Posts Tagged ‘astromony’


Oh, No!

November 12, 2020

It’s not just the globe; it is the whole universe!

Astronomers at Ohio State University have taken the mean temperature of cosmic gas at different distances and ages, and found that it’s roughly 10 times hotter today than it was 10 billion years ago.

Here’s the link at New Atlas, but I am sure it is (fill-in-the-blank’s) fault.

image: NASA Hubble


Why was I looking up?

May 7, 2012

On May 5 the full moon achieved it closest approach to the earth at midnight.  This has been called a super moon and is explained here.

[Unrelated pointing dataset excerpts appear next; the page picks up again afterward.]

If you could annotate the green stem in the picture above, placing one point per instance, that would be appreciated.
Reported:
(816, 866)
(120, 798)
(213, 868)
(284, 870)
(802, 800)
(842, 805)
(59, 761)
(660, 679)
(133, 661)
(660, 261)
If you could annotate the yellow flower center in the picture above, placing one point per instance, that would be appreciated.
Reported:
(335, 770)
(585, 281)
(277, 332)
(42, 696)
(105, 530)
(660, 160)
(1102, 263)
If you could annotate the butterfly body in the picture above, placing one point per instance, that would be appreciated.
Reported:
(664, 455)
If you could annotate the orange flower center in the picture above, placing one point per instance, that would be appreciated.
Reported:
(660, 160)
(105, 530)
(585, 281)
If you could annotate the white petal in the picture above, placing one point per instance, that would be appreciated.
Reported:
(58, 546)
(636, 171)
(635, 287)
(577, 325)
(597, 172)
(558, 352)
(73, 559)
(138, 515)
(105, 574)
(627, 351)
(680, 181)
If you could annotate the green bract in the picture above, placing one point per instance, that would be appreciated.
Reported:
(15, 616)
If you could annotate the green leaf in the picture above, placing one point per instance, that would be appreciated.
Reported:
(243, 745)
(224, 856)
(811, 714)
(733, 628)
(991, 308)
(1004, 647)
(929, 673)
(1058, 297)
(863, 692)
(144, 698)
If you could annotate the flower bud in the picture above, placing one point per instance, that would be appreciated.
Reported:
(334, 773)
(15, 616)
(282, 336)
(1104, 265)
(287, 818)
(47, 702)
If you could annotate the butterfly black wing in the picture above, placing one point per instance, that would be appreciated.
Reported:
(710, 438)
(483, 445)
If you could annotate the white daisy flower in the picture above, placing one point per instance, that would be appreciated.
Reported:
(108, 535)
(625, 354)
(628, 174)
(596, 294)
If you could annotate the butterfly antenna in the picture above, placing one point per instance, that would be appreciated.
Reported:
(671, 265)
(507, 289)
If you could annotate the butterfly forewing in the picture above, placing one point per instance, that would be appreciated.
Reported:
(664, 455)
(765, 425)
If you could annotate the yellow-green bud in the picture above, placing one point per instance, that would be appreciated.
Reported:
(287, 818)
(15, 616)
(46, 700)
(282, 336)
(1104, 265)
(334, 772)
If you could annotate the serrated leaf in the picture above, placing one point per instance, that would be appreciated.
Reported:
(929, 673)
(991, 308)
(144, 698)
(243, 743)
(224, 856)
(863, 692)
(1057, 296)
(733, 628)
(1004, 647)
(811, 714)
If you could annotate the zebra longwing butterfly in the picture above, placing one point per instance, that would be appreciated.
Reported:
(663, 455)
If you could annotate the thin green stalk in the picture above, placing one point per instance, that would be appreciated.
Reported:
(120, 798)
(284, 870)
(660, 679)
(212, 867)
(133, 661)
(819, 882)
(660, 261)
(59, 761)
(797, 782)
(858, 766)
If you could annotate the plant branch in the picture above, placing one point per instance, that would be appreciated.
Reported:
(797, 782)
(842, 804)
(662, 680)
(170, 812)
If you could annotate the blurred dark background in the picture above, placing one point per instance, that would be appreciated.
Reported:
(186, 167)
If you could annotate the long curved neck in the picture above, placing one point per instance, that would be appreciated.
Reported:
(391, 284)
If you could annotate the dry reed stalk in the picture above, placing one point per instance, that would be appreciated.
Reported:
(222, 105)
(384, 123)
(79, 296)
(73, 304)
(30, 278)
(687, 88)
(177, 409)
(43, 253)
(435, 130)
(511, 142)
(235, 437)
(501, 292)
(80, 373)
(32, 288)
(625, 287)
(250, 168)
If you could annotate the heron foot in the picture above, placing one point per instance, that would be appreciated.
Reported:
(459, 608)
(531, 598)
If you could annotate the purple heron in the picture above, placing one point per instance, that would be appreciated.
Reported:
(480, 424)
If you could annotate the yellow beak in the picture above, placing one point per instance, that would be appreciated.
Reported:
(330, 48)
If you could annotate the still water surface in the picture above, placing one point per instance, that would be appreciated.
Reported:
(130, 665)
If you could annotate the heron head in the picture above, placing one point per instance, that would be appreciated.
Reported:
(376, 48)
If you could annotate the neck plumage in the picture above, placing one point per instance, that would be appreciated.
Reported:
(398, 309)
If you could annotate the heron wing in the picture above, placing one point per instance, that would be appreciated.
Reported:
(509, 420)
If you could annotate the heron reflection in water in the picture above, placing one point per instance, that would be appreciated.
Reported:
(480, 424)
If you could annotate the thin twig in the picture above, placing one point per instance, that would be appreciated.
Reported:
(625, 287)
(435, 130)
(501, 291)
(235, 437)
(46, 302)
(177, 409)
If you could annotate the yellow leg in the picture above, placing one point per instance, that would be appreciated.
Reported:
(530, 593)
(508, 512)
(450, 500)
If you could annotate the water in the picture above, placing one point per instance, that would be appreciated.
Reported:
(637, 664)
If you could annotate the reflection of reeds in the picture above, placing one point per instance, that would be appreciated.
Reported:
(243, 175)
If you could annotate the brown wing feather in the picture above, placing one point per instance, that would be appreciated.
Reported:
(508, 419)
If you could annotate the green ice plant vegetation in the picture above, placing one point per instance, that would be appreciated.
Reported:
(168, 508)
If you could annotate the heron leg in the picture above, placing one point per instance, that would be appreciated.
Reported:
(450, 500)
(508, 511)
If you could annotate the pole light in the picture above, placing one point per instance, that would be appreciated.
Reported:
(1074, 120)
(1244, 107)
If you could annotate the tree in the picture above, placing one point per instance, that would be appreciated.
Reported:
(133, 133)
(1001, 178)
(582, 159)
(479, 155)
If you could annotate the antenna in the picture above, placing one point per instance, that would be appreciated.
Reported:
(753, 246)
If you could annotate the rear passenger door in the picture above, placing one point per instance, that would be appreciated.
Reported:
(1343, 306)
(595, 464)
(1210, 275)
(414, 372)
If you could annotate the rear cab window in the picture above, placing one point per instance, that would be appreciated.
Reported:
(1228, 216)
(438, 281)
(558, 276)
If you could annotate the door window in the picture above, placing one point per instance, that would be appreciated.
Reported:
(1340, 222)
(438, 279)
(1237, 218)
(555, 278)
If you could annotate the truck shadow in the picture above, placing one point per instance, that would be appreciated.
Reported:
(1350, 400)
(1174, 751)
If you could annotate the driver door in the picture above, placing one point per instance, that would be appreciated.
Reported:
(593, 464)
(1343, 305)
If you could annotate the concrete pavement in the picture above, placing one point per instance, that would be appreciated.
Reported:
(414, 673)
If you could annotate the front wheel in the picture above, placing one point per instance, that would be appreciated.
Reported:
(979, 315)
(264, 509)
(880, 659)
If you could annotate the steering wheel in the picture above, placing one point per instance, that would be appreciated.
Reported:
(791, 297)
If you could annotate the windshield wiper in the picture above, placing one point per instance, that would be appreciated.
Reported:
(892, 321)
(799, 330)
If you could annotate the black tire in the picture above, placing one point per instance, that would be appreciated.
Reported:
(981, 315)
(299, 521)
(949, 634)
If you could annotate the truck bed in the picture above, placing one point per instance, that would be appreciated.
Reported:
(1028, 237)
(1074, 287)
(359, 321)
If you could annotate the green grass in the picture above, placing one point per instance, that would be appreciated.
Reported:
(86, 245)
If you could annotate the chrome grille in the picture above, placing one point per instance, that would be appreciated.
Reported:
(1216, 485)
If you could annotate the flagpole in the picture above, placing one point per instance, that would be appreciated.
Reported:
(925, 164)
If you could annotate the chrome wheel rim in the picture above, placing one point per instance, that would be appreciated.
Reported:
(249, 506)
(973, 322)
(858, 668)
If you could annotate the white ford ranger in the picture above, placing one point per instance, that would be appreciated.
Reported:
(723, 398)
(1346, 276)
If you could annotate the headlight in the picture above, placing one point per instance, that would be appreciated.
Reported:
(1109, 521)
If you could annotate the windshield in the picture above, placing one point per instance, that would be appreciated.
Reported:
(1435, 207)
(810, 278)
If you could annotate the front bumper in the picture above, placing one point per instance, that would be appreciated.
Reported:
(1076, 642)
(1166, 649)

I drove to a high spot with an unobstructed view and gazed toward what was (I hoped) east.  And  soon a ghostly white and very large full moon rose up from the horizon.  I was surprised at how fast the moon rose – actually a function of how fast the earth is spinning.  It was pretty impressive.  I was not as impressed by my photos of the event, so I found the one above which is better.

I actually went outside later that night (3:00 am) and the moon was so bright that it made the trees cast very distinct shadows on the ground.

I read that the tides are higher at these times, as well, but living on Lake Erie with a tidal range of inches, it did not make much difference.

Here are the figures: the distance between the Moon and the Earth varies from around 356,400 km (at perigee) to 406,700 km (at apogee.)